Poison is in everything, and no thing is without poison. The dosage makes it either a poison or a remedy[1]. Including water (water overdosis exists).
A couple guys went into coma in a nearby Buddhist temple a few years ago. A dozen friends planned a "body cleaning weekend" where they fasted and drank lots of water. They got a water overdose, a condition known as hiponatremia[2] (literally "low sodium" in the blood plasma). This condition is pretty nasty, because it messes with osmosis.
So kids, drink your water but eat a little salt as well.
I think almost anything (depending on the amount) you eat before going to sleep will make it difficult for your body to relax because your stomach will be processing the food.
Lately I try to avoid eating a lot after around 8pm.
I would imagine that in some cases this eventually leads to obesity, which then becomes a self-perpetuating cycle. Those with obesity are more likely to have sleep apnea, which disturbs sleep even further.
Maybe this was intended as a joke, but the sad truth is that more often that not, sometimes people consider this option. I myself came relatively close to committing suicide, but was pulled out of this vicious cycle by a friend.
A lot of people develop this depression this way, or they became this way because of depression. It's concerning that people often underestimate depression and consider it a synonym for sadness or melancholy. Depression is—for the sake of simplification—an emotional and mental cancer.
I already knew this as it's been so massively self evident in my life. (Not that this is really a constructive comment, but every time I don't get enough sleep I'm ravenous all day.)
Sleep deprivation only gives you the munchies at first.
Just sleep so little that you actually feel sick, and food no longer seems appealing! For added effect, drink so much coffee to stay awake that your stomach hurts.
> Just sleep so little that you actually feel sick, and food no longer seems appealing!
Is this a common thing? I've been awake for 110 hours before, and was a mess at the end of it, but definitely felt more hungry than usual for the entire period.
Fourteen healthy, non-obese subjects between the ages of 18 and 30 participated in the study.
Is this a representative sample warranting this level of attention?
Subjects who were deprived of sleep said that they felt hungrier, and had more trouble controlling themselves when faced with the snacks. They ended up consuming nearly twice as much fat and protein as the control group.
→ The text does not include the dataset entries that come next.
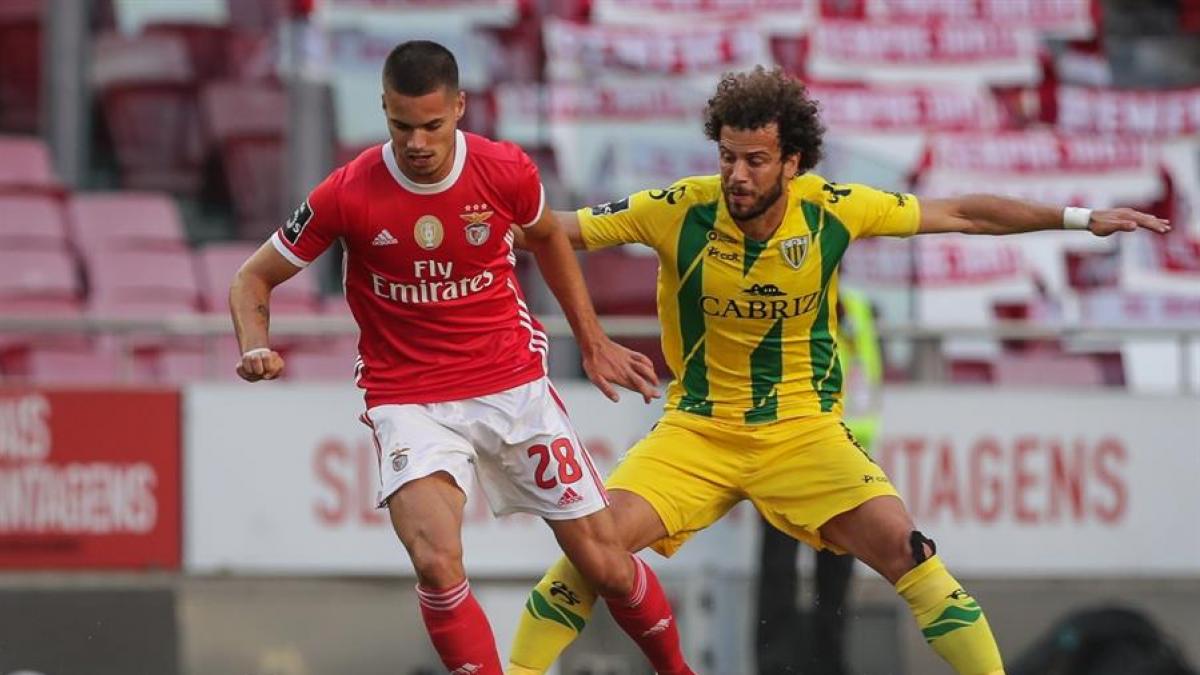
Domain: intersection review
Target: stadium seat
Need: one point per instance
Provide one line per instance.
(39, 281)
(624, 284)
(147, 91)
(246, 121)
(65, 365)
(208, 45)
(219, 262)
(117, 221)
(331, 360)
(1048, 370)
(31, 222)
(142, 282)
(25, 166)
(21, 69)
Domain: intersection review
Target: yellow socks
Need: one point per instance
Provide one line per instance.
(558, 608)
(951, 620)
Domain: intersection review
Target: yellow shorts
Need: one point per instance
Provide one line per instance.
(798, 473)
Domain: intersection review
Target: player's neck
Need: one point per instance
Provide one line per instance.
(436, 177)
(765, 225)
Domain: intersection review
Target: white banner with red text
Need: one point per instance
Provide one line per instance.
(280, 479)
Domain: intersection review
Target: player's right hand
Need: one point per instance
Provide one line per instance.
(259, 364)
So people who were awake more ate more. This would seem to make sense - I have literally never eaten while I was asleep.
To clarify, the effect of insufficient sleep is more generic than that. Lack of sleep will weaken your willpower and has a cascading effect on your life.
* You will be more prone to overeat and eat junk food.
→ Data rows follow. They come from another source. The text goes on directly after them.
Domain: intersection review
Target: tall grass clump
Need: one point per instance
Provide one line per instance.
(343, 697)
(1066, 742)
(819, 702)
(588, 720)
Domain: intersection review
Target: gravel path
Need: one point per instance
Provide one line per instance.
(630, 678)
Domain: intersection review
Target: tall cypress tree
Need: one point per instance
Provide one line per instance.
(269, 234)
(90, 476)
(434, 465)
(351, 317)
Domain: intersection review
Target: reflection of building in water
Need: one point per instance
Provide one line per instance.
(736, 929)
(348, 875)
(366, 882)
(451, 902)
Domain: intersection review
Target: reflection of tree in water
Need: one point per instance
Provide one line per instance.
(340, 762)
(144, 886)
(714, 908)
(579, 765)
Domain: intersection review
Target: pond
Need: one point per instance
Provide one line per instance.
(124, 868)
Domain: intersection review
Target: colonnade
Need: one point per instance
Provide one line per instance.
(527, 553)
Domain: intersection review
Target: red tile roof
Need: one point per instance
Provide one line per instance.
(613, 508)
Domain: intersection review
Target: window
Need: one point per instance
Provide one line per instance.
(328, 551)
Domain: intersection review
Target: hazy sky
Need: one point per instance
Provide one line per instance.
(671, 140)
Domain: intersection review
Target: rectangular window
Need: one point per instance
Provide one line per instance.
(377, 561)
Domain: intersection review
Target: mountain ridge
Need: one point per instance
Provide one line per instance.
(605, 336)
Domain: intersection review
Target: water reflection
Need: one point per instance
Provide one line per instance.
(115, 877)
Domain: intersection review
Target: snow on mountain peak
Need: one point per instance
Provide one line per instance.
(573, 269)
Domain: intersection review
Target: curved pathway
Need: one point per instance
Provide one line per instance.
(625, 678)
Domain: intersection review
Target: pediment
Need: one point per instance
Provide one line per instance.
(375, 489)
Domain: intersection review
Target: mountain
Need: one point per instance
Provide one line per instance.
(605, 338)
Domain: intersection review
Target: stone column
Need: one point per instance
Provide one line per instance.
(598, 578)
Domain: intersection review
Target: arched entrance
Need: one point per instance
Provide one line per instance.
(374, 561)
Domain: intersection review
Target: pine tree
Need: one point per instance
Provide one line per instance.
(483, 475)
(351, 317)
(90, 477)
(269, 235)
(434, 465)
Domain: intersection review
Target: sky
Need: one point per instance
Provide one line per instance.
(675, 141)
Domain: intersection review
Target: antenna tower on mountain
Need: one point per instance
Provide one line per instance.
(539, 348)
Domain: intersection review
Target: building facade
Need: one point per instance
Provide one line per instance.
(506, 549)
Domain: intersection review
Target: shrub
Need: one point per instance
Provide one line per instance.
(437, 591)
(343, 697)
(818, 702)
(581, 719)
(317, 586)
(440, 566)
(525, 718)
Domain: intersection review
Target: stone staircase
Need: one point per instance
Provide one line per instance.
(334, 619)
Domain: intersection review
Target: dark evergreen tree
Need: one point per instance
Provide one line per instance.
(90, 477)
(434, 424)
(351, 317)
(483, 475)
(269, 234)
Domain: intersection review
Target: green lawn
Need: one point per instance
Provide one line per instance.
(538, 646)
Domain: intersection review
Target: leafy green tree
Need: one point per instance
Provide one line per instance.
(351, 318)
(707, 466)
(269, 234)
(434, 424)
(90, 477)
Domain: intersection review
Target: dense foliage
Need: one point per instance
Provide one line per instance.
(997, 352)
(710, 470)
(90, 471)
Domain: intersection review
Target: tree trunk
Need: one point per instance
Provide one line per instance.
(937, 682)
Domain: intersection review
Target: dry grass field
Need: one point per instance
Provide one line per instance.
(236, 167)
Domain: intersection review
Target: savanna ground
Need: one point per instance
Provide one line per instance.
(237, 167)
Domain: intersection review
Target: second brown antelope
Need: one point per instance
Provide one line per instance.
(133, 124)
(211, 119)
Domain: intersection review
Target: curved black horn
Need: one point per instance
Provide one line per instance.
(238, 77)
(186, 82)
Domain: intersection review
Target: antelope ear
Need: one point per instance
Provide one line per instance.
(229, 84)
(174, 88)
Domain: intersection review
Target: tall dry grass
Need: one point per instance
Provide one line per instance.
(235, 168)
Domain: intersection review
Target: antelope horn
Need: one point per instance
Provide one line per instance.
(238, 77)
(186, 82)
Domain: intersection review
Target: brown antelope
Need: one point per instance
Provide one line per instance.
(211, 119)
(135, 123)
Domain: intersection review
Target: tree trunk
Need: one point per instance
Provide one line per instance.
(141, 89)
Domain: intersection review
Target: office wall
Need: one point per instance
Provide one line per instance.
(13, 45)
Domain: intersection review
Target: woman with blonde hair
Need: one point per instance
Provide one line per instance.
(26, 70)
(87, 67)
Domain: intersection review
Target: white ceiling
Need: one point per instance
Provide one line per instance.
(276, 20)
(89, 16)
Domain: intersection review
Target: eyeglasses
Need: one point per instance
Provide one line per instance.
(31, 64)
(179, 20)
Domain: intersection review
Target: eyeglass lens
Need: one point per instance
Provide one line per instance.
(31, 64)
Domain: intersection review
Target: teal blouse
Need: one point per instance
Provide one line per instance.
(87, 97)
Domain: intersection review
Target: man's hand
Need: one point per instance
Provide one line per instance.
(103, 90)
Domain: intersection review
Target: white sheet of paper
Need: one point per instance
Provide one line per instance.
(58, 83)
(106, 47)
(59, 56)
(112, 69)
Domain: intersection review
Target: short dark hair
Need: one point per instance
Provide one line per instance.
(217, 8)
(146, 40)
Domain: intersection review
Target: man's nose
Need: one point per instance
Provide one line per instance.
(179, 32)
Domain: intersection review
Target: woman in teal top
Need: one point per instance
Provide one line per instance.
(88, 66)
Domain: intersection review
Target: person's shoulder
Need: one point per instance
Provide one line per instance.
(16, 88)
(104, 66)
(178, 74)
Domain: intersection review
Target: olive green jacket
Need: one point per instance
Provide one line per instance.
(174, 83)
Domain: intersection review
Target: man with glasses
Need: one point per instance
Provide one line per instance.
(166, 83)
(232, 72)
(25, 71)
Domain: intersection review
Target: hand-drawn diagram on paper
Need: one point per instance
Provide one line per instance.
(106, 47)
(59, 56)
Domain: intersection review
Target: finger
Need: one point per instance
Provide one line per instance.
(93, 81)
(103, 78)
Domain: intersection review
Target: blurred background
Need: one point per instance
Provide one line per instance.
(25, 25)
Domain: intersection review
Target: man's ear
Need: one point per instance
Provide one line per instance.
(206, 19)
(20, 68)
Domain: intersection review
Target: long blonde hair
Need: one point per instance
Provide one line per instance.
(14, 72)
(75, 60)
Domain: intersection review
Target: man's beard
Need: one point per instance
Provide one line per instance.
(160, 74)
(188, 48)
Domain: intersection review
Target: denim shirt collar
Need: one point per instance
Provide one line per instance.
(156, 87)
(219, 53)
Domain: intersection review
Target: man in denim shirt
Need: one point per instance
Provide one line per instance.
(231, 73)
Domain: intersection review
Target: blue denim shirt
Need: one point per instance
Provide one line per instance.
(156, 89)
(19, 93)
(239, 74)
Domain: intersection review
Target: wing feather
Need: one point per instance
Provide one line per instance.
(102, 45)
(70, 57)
* You will not want to exercise.
* You will have difficulty concentrating.
* You will be more likely to give into temptations.
* You less be less likely to do things you need to do but don't want to do.
One thing that doesn't get a lot of attention is the _quality_ of sleep, not just the duration.
After years of being a fairly thin kid and teen, I start packing on the pounds. When I saw an allergist and got on allergy shots (plus antihistamines, plus HEPA filters, plus dust mite covers on the mattress) my world changed. I wasn't tired all the time. Everything was brighter, and I was in a better mood. I wanted to snack less and had more energy.
Piecing it together over the last few years, I had near-constant drainage in the back of my throat even when I wasn't showing stronger allergy symptoms (e.g. itchiness, sneezing, watery eyes). As a result, I slept poorly even when I was getting plenty of hours of sleep.
Now, I'm allergic to pretty much everything that doesn't kill you (no food allergies, but dust, mold, our cats...) so I can't call this a solved problem, but knowing about it lets me work on solving it.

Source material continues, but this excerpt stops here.